Ora, tais dados são, inquestionavelmente dados pessoais, respeitantes ao núcleo da privacidade de cada um, são “dados pessoalíssimos”.

Tendo presente que tais documentos – o segundo, se existir – conterão, necessariamente, dados com as referidas características e tendo presente que o recorrente não está munido da autorização prevista na alínea a) do nº 5 do artigo 6º, a questão de saber se deve ser a recorrida intimada a emitir as referidas cópias autenticadas passa pelo juízo de proporcionalidade previsto na alínea b), do nº 5 do artigo 6º, de acordo com o qual apenas poderá o terceiro – o aqui recorrente – ter acesso a tais documentos “se demonstrar fundamentadamente ser titular de um interesse directo, pessoal, legítimo e constitucionalmente protegido suficientemente relevante, após ponderação, no quadro do princípio da proporcionalidade, de todos os direitos fundamentais em presença e do princípio da administração aberta, que justifique o acesso à informação.”

Entende este Tribunal que não obstante o recorrente ter um interesse directo, pessoal e legítimo que justificaria, em abstracto, o acesso à informação, dado pretender saber se se extinguiu o motivo justificativo explicitado na Cláusula Sexta do contrato de trabalho a termo incerto, tal direito não se pode sobrepor ao direito da trabalhadora da recorrida à intimidade da vida privada, no caso concreto ao núcleo mais essencial da mesma, que é o seu estado de saúde.

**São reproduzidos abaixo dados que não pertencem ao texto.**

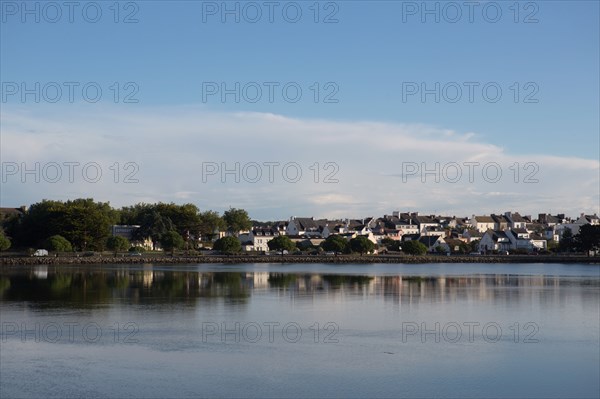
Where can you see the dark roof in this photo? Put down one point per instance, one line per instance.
(428, 240)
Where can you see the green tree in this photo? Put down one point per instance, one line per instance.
(390, 244)
(117, 243)
(228, 245)
(588, 238)
(153, 225)
(4, 241)
(362, 245)
(281, 243)
(171, 240)
(237, 220)
(210, 223)
(87, 224)
(552, 246)
(413, 248)
(58, 243)
(335, 243)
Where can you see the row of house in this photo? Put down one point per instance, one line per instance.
(503, 231)
(507, 231)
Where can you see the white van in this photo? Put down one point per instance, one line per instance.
(40, 252)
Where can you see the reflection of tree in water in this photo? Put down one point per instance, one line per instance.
(232, 286)
(4, 285)
(85, 288)
(337, 280)
(281, 280)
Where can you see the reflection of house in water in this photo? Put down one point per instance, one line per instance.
(260, 279)
(148, 276)
(41, 272)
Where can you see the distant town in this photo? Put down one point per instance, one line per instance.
(85, 225)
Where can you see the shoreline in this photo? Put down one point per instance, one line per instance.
(341, 259)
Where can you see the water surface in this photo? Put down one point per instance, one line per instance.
(300, 330)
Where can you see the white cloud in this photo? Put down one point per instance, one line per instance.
(170, 145)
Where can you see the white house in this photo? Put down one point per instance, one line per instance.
(433, 242)
(308, 227)
(482, 223)
(495, 240)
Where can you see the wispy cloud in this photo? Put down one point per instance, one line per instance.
(347, 168)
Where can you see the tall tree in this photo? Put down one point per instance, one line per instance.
(171, 240)
(210, 223)
(117, 243)
(567, 242)
(58, 243)
(237, 220)
(4, 241)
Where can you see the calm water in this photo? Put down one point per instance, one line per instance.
(301, 331)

Com efeito, a informação sobre o estado de saúde da trabalhadora da recorrida, identificada pelo recorrente, constitui algo que radica do núcleo irredutível da esfera da vida privada da mesma, núcleo da vida privada que o interesse invocado pelo recorrente – saber se cessou o motivo justificativo da celebração do contrato de trabalho a termo incerto - não tem a aptidão de derrubar, não podendo ser facultadas, por entidades patronais, como é o caso da recorrida, cópias de documentos que contenham informações sobre o estado de saúde, actual ou pretérito, dos seus trabalhadores, pelo que a pretensão recursiva formulada pelo recorrente está, com a antecedente fundamentação, votada ao insucesso.

IV) Decisão

Assim, face ao exposto, acordam em conferência os juízes da secção de contencioso administrativo do TCA Sul, em negar provimento, com a antecedente fundamentação.
Custas pelo recorrente, sem prejuízo do apoio judiciário.
Lisboa, 16 de Janeiro de 2018


Nuno Coutinho

José Gomes Correia

Paulo Vasconcelos

(1) Publicado na IIª Série do D.R. nº 13 de 18 de Janeiro de 2013.
(2) Alterada pela Lei nº 103/2005, de 24 de Agosto.